Estimated Closing Adjustment Amount definition

Estimated Closing Adjustment Amount has the meaning set forth in Section 2.6(a).
Estimated Closing Adjustment Amount means an amount equal to the difference of (a) the Estimated Closing Date Cash, minus (b) the Estimated Closing Date Indebtedness, minus (c) the Estimated Net Working Capital Adjustment Amount; provided that the Estimated Closing Adjustment Amount may be positive or negative.
Estimated Closing Adjustment Amount means (A) Estimated Closing Cash plus (B) Estimated Closing Working Capital minus Target Working Capital (which amount may be positive or negative) minus (C) Estimated Closing Debt minus (D) Estimated Transaction Expenses minus (E) Estimated Closing Taxes plus (F) Estimated Closing Transaction Tax Deductions.
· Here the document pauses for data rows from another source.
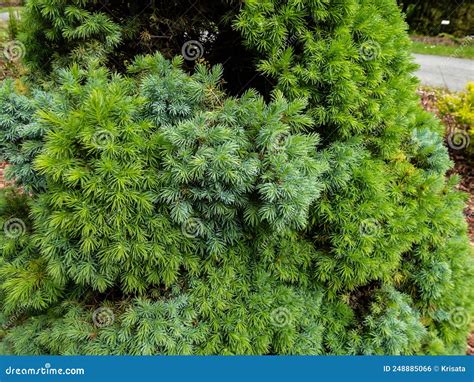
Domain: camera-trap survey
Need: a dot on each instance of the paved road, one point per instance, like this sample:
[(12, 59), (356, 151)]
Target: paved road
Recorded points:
[(452, 73), (449, 72)]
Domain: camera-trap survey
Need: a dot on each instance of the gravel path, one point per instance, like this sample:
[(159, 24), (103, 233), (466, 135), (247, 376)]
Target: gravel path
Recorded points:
[(449, 72)]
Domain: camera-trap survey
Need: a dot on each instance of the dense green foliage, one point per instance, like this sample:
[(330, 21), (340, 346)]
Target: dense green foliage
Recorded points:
[(21, 138), (425, 16), (460, 106), (175, 218)]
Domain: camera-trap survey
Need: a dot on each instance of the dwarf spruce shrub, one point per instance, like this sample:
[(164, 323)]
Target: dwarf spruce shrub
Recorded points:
[(185, 213)]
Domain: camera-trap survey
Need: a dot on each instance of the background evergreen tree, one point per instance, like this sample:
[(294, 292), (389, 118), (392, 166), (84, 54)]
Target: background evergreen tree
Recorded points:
[(177, 219)]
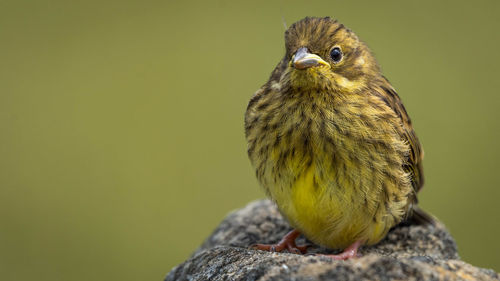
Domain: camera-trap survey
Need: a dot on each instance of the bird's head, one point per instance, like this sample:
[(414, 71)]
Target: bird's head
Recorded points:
[(322, 53)]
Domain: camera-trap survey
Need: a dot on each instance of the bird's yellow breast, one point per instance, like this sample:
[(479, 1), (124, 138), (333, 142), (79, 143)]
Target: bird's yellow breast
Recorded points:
[(334, 186)]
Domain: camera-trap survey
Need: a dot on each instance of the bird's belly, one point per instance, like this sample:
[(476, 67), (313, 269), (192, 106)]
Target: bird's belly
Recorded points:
[(328, 208)]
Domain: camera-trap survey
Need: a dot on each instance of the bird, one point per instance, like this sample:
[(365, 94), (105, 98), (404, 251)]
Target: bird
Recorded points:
[(332, 144)]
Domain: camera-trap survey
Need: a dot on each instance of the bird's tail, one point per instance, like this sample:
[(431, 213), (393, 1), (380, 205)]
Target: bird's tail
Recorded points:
[(421, 217)]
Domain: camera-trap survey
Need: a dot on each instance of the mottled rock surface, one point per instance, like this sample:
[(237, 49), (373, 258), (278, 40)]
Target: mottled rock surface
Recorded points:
[(411, 252)]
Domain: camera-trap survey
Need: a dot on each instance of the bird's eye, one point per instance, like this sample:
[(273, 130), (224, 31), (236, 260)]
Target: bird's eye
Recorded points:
[(336, 54)]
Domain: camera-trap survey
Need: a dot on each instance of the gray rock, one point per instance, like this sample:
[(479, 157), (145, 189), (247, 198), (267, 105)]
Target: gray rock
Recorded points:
[(409, 252)]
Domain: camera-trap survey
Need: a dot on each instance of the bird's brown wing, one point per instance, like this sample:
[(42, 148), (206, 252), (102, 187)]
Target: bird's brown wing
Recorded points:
[(414, 162)]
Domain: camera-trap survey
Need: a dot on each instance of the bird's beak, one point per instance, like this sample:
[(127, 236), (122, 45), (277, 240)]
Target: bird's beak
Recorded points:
[(303, 59)]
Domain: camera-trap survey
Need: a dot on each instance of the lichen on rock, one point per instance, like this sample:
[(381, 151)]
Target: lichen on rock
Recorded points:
[(409, 252)]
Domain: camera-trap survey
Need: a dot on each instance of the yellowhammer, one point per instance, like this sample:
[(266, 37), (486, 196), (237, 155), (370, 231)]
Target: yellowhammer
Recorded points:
[(332, 143)]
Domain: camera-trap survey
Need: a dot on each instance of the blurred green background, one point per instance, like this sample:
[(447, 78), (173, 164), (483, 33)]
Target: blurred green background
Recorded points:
[(122, 144)]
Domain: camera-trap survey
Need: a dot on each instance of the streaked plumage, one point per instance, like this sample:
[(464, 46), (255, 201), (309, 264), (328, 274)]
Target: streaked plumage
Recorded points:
[(331, 143)]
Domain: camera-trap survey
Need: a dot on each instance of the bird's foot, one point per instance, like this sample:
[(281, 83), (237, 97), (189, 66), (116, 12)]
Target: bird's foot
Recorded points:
[(287, 242), (348, 253)]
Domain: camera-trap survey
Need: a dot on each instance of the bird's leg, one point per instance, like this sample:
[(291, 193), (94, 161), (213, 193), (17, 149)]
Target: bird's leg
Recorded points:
[(287, 242), (349, 252)]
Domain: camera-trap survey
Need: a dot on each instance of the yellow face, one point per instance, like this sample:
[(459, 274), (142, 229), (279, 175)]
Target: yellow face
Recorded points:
[(321, 53)]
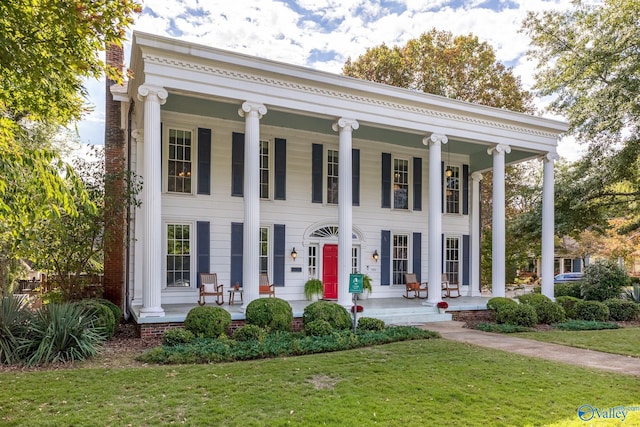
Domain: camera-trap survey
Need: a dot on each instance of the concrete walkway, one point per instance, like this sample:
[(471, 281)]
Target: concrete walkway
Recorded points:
[(558, 353)]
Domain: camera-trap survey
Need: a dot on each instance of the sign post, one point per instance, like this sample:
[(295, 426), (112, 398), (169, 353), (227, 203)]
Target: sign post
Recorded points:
[(355, 288)]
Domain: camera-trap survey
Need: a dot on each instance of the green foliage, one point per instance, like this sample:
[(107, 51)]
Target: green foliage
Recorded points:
[(569, 304), (318, 328), (584, 325), (272, 314), (370, 324), (501, 328), (63, 333), (603, 280), (250, 332), (177, 336), (520, 315), (279, 344), (569, 289), (14, 323), (207, 322), (592, 310), (497, 303), (335, 314), (622, 310), (313, 287)]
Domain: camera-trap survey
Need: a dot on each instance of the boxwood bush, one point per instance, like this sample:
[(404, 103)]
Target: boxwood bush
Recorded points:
[(272, 314), (592, 310), (335, 314), (622, 310), (207, 322)]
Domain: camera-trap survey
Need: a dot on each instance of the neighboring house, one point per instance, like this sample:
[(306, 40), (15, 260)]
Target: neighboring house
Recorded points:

Examples of Estimated Closing Adjustment Amount in a sentence

  • The sum of the Estimated Subscriber Adjustment Amount and the Estimated Closing Net Liabilities Adjustment Amount is referred to herein as the "Estimated Closing Adjustment Amount" and may be a positive or a negative amount.

  • If the Estimated Closing Adjustment Amount is a positive number, the Estimated Purchase Price shall be calculated by adding the amount of the Estimated Closing Adjustment Amount to the Base Purchase Price on a dollar-for-dollar basis pursuant to Section 1.01(c).

  • If the Estimated Closing Adjustment Amount calculated with respect to any Newco is a negative number, such amount shall be payable at the Closing by the Transferor of such Newco to the Transferee of such Newco.

  • The purchase price (the "Purchase Price") for the Shares shall be $10,550,000, adjusted initially by the Estimated Closing Adjustment Amount and finally by the Closing Adjustment Amount.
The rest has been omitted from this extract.